The Second Coming of the GFC?
Much has been made in the media about Australia surviving the global financial crisis (GFC) or Eurogeddon as some of the finance crowd labelled it. On the ground however, the headlines concealed the reality of a patchwork economy where some industries pushed ahead while others were flailing in a sea of weakening consumer confidence, heavy discounting, tight lending conditions, and billowing debt cycles.
Rumours are rife that we’re heading for a continued period of global economic turbulence and recession despite improvements in the European sovereign debt financing conditions. So, what does all of this mean for Australia?

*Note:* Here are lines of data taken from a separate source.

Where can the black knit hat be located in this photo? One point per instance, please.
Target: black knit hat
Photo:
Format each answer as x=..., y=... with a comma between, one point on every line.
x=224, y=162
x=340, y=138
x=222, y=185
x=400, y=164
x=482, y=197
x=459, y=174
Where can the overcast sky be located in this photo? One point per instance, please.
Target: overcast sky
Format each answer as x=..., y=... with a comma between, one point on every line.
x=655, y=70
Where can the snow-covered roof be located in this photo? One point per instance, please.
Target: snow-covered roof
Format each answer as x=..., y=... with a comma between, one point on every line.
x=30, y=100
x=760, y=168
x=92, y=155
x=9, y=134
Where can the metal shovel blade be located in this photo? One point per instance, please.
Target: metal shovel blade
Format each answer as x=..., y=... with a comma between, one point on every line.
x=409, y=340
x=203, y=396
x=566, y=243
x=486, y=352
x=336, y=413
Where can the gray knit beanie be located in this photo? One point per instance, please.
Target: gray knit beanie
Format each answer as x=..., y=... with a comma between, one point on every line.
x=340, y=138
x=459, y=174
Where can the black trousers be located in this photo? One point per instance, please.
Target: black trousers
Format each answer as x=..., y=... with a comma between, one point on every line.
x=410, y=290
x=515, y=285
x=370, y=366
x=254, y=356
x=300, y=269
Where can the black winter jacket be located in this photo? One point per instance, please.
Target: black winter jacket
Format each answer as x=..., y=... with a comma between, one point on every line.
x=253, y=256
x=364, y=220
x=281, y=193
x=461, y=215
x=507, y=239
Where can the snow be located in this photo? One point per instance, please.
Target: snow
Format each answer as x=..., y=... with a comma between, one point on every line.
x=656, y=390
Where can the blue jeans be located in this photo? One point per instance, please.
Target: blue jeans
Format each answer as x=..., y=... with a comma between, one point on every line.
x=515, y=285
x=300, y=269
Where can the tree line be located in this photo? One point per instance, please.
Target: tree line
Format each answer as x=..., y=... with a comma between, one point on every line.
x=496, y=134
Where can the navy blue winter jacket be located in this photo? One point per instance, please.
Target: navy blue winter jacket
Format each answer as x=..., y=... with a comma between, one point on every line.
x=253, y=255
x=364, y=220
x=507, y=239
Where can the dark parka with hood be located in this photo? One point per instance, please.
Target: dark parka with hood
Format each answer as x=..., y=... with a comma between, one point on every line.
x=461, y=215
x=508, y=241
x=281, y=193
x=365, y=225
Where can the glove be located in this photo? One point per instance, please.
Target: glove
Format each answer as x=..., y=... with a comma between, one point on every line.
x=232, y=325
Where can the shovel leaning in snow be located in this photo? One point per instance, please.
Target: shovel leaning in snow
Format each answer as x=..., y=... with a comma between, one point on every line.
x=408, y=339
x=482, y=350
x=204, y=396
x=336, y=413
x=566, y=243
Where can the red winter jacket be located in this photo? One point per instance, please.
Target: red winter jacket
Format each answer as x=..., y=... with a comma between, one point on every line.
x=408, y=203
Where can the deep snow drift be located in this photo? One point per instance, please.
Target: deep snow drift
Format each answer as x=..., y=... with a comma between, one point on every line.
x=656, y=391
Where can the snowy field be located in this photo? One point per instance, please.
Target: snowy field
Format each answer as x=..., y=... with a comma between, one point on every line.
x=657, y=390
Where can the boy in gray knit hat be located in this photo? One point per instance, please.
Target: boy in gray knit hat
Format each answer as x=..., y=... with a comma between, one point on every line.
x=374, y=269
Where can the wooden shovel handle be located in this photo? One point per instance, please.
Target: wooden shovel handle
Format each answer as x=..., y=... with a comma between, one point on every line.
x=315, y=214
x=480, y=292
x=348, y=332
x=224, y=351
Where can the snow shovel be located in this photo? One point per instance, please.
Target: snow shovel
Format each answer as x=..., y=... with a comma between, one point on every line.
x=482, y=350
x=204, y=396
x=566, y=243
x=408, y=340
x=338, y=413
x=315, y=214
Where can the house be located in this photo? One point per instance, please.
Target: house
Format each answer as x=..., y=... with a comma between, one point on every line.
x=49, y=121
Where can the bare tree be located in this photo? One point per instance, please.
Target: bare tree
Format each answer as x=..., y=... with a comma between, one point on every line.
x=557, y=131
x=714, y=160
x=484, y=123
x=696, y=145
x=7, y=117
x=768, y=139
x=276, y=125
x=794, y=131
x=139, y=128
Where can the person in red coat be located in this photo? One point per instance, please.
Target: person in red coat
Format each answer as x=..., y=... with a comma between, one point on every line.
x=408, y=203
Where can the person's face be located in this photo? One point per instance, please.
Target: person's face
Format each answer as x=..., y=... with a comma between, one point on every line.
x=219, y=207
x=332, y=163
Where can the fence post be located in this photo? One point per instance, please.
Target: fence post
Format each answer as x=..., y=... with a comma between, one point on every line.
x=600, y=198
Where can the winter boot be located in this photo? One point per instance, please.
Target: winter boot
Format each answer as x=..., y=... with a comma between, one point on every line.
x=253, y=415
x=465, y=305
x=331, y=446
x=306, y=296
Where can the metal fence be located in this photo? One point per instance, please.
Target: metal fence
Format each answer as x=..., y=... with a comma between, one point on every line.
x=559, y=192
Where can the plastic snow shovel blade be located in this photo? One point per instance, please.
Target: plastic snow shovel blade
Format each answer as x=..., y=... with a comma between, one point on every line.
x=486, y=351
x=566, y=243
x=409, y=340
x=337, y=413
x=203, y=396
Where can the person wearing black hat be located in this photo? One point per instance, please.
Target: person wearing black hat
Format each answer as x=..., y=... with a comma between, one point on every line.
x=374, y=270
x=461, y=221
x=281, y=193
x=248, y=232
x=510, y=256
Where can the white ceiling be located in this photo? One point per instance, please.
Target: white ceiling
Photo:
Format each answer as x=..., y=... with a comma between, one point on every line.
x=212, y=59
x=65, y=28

Australia’s Gross Domestic Product (GDP) is expected to be higher than last year at 3.8% with much of the growth driven by the resources sector and an expectation that China and India will continue to consume our resources despite the high Australian dollar. Mining and mining related sectors account for around 20% of the economy and contribute more than two thirds of Australia’s GDP while the rest of the economy that is not benefitting from the resources boom contributes less than a third . While there are flow throughs to the rest of the economy, you can understand why it’s hard for some sectors to ‘feel the joy’ of Australia’s comparatively resilient growth rates when that growth is so concentrated.
In 2011, Australia added no new jobs for the year despite a decrease in the unemployment rate. Most economists expect unemployment figures to rise this year as employers – many of whom have been hoping conditions will improve - start shedding jobs. As job uncertainty increases, consumer confidence and spending is likely to dip further.
Add to this the fact that February is normally cash flow hell for business with Activity Statements and payments due and you have a very uncertain first quarter. Dunn & Bradstreet released a report in January showing that businesses are neglecting their bills with the number of severely delinquent payments rising by 28% over the Christmas period. The February BAS payments will only compound the problem.
The second international GFC may come but regardless of the mining boom, Australia is in for a turbulent time.
How do you know if your business is in strife?
Insolvency specialists will tell you that business failures don’t show for months if not years after an economic downturn as business owners struggle to hang on. A business can go broke for many reasons but one consistent factor is the owner’s fail to recognise the warning signs and take appropriate action.